The law requires employers with 100 or more employees to give a minimum 60-day notice of expected plant closures or mass layoffs. Knowing that a $500 billion defense spending cut was due to be implemented the first week in January as part of sequestration, defense contractors were concerned.
They had every right to be.
Nonetheless, the Obama administration told the contractors to hold off. It would have looked bad and hurt the president’s case for re-election, you know. The White House even suggested somewhat of an immunity plan, offering to reimburse contractors for damages and legal expenses stemming from their failure to inform their employees that layoffs and plant closures were right around the corner according to an ABC News report. Top Republican lawmakers were livid.
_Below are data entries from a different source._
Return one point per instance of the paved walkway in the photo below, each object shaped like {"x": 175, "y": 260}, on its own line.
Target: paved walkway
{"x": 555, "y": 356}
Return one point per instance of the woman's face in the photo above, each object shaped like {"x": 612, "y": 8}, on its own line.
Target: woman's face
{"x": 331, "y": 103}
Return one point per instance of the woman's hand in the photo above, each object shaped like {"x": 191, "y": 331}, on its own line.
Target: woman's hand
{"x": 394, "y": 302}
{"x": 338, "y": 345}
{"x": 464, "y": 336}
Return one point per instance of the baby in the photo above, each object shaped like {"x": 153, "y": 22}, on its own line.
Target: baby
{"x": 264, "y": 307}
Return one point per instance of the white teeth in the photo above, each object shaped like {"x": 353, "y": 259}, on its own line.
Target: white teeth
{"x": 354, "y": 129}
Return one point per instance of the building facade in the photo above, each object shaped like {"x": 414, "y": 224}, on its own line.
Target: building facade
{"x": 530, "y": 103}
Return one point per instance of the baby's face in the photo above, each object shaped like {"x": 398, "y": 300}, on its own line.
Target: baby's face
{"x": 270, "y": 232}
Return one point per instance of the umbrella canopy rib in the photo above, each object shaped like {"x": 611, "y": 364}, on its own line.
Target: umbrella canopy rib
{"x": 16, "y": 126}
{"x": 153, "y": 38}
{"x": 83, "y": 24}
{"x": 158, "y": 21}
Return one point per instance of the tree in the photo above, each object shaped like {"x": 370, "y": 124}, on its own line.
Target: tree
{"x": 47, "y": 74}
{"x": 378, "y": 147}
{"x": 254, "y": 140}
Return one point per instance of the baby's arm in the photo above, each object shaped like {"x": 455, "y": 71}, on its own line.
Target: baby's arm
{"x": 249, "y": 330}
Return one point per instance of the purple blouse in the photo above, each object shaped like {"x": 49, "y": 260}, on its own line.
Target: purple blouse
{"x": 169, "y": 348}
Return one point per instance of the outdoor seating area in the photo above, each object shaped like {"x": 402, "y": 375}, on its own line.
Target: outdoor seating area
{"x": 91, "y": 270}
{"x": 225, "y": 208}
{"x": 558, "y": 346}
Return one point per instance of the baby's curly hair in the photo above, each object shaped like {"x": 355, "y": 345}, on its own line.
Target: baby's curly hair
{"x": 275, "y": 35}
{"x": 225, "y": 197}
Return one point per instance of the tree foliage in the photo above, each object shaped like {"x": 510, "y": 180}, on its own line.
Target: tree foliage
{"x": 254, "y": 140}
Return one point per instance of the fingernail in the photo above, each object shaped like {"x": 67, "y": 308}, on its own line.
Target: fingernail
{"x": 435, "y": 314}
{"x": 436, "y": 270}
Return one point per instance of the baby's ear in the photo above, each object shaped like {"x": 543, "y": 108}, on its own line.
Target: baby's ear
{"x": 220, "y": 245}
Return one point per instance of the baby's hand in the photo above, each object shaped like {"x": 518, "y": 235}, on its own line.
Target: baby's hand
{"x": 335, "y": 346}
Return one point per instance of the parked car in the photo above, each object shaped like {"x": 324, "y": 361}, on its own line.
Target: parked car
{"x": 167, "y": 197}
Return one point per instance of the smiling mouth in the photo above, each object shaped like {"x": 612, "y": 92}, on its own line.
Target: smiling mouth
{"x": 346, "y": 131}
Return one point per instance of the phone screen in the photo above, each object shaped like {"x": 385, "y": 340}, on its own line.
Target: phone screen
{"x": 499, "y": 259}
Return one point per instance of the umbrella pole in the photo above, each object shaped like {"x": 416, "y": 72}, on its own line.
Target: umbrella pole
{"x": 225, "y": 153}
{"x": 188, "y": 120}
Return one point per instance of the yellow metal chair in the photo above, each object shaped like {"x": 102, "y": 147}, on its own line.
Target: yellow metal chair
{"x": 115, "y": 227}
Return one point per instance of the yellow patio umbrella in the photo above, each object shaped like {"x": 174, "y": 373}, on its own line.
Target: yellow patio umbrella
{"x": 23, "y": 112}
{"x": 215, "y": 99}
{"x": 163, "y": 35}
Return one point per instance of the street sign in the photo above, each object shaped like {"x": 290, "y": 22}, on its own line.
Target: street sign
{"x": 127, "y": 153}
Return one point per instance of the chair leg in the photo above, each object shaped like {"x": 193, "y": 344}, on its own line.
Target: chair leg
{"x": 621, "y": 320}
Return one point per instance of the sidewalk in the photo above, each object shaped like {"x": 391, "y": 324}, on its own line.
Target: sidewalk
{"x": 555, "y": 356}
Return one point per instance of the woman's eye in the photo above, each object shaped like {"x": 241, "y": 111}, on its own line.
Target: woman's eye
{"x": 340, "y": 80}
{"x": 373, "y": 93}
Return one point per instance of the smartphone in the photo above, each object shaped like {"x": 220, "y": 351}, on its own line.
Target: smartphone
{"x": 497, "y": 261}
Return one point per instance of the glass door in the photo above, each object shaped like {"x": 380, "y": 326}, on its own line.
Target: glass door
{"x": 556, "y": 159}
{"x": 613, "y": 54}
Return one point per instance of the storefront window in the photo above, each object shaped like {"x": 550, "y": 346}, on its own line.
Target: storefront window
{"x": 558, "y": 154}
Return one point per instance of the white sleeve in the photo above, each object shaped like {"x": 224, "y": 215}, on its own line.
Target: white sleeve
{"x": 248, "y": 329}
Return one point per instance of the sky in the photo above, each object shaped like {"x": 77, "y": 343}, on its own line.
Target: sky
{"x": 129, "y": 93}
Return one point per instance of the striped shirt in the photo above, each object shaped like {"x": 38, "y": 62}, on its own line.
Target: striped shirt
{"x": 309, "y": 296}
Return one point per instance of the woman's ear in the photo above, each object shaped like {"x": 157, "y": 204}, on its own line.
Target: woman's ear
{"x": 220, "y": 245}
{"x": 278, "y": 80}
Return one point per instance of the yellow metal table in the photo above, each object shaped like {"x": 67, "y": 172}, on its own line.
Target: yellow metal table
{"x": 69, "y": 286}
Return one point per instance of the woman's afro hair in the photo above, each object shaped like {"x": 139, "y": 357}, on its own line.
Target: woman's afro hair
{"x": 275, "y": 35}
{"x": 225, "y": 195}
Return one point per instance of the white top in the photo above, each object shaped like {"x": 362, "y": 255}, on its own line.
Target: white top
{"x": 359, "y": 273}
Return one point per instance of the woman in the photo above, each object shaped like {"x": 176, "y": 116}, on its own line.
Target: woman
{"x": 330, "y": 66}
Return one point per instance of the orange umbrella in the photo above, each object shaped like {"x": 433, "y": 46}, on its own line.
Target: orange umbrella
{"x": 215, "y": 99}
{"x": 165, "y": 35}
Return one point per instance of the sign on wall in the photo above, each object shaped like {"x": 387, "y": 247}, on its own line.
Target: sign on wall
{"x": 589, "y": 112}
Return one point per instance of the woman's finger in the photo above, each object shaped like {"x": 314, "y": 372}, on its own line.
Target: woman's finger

Now that the president has the second term he wanted, falling off the so-called “fiscal cliff” isn’t such a big deal. It’s coming. President Obama knows it, Congress knows it, defense contractors know it, and soon, so will their employees.
“Administration officials have given Defense Department number crunchers the green light to begin planning for the $500 billion in budget cuts set to go into effect in January,” The Hill reported Tuesday.
“I think there’s a creeping sense of pessimism in the defense sector,” defense analyst Loren Thompson told The Hill. “I don’t think most people in the industry really understand why their pleas have [been ignored].”
I’m sure the president knew by the end of October that his own inflexibility would result in a failure to reach any sort of an agreement in the fiscal cliff talks. But he got what he wanted — re-election. That, I suppose, is the important thing. To him anyway.